# What is a balmoral shoe? ...



## speedmaster (May 27, 2008)

And what is a blucher? Thanks for cutting this newbie some slack, I'm still not clear on the differences between an oxford and a derby. :icon_smile_big:


----------



## medwards (Feb 6, 2005)

The oft-noted challenge is that Americans and British participants on this Forum use the same terms to mean different things. In British usage, an *oxford* is a closed-throated shoe with a laced front. This is what Americans call a *Balmoral* or (*bal*). Here's the classic image:

https://img201.imageshack.us/my.php?image=img0177yf1.jpg

https://img252.imageshack.us/my.php?image=chelsea400as2.jpg

On the other hand, Americans tend to use the term *oxford* to mean virtually any lace-up shoe while in the classic British sense a *Balmoral* is a specific type of oxford with its seam running horizontally along its sides, like this:

https://img18.imageshack.us/my.php?image=img0443k.jpg

The shoes that Americans on this Forum generally say are *bluchers* are termed *derby* shoes in the UK and are identifiable by their open throat front over the instep like this:

https://img136.imageshack.us/my.php?image=derby9kk.jpg

Traditionally, balmorals/oxfords have been town shoes and appropriate (in the right colours of course) for wearing with business suits while derby/bluchers have been their more informal brethren more suitable for country and casual wear. However, this topic has been discussed many times on this Forum and there is certainly a large contingent that finds derby/bluchers perfectly acceptable for town wear, particularly in the US. Moreover, as has been often noted, there is a continuum of formality within each genre and whether a particular shoe fits the occasion may well depend on that specific shoe's styling, construction, leather, colour, finish and related details.

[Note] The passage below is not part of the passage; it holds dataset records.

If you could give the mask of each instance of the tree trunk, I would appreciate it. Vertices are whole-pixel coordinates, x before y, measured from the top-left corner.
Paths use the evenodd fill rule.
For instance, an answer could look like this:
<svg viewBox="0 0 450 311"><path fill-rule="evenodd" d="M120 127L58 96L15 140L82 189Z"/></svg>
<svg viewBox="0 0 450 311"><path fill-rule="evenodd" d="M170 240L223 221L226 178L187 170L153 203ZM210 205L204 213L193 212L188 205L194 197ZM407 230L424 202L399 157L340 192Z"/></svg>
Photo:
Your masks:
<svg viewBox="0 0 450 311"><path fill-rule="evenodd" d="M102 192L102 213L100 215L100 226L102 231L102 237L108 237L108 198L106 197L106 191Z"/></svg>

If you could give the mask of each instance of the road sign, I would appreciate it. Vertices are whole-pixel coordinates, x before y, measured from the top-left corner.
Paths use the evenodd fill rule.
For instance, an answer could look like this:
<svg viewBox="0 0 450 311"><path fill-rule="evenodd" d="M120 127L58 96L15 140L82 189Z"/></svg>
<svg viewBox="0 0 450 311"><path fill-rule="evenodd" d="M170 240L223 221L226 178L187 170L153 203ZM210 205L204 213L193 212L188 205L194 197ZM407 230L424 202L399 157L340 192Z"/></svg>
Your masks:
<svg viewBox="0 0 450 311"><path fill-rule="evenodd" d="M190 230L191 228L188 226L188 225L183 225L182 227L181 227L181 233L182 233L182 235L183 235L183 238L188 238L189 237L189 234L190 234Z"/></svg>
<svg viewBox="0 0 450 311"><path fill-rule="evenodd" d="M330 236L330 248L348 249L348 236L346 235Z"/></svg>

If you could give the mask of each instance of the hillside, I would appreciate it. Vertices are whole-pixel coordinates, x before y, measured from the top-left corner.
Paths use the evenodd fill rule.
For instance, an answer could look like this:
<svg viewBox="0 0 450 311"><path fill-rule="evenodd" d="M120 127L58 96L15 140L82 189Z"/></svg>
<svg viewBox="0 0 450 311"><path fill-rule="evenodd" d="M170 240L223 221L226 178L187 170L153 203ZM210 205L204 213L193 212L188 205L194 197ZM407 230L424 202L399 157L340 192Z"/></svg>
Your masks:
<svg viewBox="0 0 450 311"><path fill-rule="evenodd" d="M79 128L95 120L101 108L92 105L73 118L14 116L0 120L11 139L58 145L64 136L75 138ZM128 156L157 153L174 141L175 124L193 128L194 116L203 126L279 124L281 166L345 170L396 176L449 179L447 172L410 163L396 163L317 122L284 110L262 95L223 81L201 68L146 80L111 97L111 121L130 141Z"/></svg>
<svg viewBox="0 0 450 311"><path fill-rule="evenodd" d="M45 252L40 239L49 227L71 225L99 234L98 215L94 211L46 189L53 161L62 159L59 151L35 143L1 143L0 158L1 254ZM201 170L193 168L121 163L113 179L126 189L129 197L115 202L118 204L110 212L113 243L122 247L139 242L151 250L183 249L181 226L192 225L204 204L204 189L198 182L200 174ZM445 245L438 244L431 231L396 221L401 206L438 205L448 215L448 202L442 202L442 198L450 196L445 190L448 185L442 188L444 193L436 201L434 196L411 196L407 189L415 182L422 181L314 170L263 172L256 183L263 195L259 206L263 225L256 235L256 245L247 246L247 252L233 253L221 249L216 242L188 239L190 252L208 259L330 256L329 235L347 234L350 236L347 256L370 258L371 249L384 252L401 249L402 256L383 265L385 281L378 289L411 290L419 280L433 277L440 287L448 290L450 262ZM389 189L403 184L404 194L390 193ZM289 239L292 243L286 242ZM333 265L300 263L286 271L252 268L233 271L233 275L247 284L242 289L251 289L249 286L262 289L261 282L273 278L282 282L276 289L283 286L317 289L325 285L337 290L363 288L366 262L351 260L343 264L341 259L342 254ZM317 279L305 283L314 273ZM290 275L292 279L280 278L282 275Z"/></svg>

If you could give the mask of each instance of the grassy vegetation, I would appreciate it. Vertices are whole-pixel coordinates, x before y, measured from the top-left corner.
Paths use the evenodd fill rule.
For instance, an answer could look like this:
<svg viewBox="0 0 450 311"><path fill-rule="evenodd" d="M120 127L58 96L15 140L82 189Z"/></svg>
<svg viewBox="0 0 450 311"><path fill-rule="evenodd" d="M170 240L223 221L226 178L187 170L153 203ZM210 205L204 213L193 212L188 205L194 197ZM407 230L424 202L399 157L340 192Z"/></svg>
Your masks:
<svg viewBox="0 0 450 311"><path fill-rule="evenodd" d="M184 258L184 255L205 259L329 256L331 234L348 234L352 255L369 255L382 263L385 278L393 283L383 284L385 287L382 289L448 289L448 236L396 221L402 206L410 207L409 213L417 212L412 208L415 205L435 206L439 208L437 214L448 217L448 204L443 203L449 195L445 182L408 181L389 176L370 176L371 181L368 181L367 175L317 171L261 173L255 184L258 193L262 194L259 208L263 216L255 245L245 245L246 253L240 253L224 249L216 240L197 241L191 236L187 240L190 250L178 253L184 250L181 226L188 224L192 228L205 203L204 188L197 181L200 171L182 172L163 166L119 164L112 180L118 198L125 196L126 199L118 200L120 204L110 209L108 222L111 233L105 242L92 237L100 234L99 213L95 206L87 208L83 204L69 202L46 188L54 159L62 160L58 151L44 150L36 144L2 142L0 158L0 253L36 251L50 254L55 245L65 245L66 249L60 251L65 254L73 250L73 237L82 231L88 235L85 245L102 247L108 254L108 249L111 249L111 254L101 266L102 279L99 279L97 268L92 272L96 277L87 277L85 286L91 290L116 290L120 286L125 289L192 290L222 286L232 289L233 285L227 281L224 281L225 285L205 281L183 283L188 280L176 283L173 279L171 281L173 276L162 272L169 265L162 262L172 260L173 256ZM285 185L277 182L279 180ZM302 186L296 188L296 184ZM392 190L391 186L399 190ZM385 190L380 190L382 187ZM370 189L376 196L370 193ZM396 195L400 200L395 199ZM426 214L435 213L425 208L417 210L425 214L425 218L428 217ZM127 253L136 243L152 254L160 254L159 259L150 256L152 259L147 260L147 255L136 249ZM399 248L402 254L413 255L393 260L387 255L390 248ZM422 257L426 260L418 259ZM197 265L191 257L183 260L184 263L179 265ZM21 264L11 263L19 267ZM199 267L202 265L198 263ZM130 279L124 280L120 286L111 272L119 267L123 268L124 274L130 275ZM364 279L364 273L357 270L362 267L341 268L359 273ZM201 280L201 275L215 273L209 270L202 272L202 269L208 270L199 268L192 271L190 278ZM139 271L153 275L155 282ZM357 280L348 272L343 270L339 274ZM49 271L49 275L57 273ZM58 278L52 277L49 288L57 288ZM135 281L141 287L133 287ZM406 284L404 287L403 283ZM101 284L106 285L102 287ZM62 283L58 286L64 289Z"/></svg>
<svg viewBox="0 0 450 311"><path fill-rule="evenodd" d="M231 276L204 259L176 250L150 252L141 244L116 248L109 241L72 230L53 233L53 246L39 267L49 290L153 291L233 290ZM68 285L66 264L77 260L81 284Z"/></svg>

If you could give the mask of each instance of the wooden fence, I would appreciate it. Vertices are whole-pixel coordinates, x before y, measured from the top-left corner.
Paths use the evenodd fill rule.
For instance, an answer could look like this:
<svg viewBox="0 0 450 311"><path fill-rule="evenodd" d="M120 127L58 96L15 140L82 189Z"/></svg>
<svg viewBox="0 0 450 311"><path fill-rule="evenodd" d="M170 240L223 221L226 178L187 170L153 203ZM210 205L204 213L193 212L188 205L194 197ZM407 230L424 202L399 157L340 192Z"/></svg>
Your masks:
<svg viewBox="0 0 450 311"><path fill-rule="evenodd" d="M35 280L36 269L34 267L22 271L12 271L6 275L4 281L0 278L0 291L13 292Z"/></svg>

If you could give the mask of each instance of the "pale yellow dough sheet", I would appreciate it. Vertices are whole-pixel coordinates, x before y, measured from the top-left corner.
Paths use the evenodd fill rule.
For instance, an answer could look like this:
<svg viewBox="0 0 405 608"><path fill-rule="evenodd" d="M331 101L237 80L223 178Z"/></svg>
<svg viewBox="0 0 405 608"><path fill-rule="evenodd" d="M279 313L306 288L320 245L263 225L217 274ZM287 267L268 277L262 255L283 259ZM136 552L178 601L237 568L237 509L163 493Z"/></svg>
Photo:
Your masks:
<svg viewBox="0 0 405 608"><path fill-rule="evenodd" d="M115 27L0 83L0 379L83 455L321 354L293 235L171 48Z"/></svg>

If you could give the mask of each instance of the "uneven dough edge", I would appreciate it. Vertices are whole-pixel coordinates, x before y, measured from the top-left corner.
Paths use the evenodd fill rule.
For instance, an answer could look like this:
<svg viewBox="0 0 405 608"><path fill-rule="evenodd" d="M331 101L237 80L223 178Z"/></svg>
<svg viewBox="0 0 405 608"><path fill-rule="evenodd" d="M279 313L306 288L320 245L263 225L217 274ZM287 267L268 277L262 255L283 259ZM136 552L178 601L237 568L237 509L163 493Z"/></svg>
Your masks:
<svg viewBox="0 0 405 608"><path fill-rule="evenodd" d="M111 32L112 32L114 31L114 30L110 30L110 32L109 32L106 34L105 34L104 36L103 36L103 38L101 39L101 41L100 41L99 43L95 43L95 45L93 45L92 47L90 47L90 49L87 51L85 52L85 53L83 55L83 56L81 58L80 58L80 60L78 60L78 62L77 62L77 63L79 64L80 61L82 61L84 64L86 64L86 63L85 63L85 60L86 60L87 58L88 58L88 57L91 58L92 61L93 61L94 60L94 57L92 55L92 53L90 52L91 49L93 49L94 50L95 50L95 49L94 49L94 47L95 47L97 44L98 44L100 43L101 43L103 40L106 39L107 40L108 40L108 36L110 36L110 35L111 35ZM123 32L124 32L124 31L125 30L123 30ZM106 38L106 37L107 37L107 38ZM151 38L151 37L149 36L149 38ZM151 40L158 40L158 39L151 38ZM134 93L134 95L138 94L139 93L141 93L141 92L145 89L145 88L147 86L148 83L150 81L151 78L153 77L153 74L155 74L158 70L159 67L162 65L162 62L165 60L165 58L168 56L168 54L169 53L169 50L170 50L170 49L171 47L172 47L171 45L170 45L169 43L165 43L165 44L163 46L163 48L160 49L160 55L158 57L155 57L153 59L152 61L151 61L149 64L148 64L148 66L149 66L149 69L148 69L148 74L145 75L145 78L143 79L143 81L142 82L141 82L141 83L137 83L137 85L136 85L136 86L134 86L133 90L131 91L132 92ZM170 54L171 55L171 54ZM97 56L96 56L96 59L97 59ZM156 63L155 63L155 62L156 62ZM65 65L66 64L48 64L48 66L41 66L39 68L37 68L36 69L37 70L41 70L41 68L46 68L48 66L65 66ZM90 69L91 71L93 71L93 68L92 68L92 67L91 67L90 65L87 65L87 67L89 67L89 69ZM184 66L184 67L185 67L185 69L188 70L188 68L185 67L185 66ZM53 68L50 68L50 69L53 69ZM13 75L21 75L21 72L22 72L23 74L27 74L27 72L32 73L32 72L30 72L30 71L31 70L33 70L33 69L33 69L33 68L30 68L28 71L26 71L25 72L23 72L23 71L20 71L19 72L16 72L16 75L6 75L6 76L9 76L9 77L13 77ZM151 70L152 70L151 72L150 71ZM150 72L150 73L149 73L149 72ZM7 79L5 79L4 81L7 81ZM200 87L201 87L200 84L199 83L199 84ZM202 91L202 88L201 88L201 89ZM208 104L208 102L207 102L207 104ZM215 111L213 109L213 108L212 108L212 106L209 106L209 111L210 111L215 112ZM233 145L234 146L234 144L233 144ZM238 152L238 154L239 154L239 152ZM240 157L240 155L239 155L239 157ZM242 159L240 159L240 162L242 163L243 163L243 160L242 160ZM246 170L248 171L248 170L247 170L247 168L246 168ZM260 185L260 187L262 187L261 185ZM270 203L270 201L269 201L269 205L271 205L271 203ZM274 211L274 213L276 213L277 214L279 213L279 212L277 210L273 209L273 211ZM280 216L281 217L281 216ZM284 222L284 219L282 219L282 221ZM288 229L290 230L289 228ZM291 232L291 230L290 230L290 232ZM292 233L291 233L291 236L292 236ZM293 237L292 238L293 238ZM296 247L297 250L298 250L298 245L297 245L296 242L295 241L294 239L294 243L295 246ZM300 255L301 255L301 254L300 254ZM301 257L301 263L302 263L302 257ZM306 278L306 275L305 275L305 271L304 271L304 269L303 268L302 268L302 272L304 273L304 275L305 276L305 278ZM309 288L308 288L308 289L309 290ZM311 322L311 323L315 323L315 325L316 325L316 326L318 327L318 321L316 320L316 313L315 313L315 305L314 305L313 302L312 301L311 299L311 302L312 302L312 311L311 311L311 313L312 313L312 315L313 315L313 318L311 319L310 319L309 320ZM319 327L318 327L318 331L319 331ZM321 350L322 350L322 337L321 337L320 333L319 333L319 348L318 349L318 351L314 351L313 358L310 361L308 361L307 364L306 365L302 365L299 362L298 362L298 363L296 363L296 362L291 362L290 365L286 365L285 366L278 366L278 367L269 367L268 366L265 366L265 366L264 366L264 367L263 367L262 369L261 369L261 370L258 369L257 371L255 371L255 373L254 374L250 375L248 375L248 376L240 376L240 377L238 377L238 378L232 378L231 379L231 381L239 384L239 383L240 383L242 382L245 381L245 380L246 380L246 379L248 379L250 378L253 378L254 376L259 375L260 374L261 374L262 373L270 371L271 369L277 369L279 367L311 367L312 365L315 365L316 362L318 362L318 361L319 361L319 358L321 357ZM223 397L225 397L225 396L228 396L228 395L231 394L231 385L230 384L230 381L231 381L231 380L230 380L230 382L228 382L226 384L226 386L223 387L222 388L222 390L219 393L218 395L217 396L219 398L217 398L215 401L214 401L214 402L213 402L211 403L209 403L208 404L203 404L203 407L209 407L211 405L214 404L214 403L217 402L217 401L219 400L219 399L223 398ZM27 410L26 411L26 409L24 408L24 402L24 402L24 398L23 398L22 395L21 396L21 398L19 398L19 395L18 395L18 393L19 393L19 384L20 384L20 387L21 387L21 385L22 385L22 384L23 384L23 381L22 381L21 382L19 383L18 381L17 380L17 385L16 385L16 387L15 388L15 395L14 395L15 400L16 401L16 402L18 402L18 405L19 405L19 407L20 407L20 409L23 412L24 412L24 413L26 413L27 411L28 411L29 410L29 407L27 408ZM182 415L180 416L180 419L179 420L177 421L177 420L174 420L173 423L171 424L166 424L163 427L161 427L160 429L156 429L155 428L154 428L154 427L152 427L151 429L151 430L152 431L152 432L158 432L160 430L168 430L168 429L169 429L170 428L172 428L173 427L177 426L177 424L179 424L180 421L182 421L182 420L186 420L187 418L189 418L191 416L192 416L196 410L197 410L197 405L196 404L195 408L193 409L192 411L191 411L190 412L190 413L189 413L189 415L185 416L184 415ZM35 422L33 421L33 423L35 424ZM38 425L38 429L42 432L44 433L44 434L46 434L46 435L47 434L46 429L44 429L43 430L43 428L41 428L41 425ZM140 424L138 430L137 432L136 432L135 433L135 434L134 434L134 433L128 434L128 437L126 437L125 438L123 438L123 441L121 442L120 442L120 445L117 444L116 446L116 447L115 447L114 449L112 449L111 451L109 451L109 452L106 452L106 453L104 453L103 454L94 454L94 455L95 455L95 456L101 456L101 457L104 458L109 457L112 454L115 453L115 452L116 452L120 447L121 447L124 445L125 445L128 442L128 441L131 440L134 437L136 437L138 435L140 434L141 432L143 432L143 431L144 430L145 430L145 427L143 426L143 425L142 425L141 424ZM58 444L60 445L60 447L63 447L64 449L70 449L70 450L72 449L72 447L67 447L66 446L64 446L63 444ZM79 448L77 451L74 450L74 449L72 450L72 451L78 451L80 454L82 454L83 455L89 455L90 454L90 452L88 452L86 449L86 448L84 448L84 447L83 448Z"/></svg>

https://askandyaboutclothes.com/community/showthread.php?t=64785


----------



## Flanderian (Apr 30, 2008)

I think that's a superb explanation, thank you. And while I thought I knew what all the terms meant, I didn't know that the British use of the term balmoral referred to a particular type of oxford. (And by the way, the shoe in the photo used as an example is gorgeous!)


----------



## Spence (Feb 28, 2006)

For goodness sakes use the SEARCH man!

-spence


----------



## Francisco D'Anconia (Apr 18, 2007)

Spence said:


> For goodness sakes use the SEARCH man!
> 
> -spence


^ Indeed, a search would have revealed this thread: Balmorals and Bluchers - Shoes 101 that includes an earlier publicaton of Medwards's post in this thread. But cut a tyro some slack. This isn't SF.

While _not_ endorsing Tom James, they do have an excellent explanation of the differences between the oxford/balmoral and derby/blucher in their Virtual Valet - it's both verbal and graphic....
















--^ Derby/Blucher ^ ---------------- ^ Oxford/Balmoral ^ --

In a *blucher*, the "quarters" (the part that begins at the laces) flap open, giving extra room at the instep.

In a *balmoral*, the quarters meet evenly with no flap.


----------



## speedmaster (May 27, 2008)

Thanks VERY much, guys! And Spence, I'll be better about the search. ;-)


----------



## Mannix (Nov 24, 2008)

Francisco D'Anconia said:


> ^ Indeed, a search would have revealed this thread: Balmorals and Bluchers - Shoes 101 that includes an earlier publicaton of Medwards's post in this thread. But cut a tyro some slack. *This isn't SF.*
> 
> While _not_ endorsing Tom James, they do have an excellent explanation of the differences between the oxford/balmoral and derby/blucher in their Virtual Valet - it's both verbal and graphic....
> 
> ...


+1, there are some real asses on SF.


----------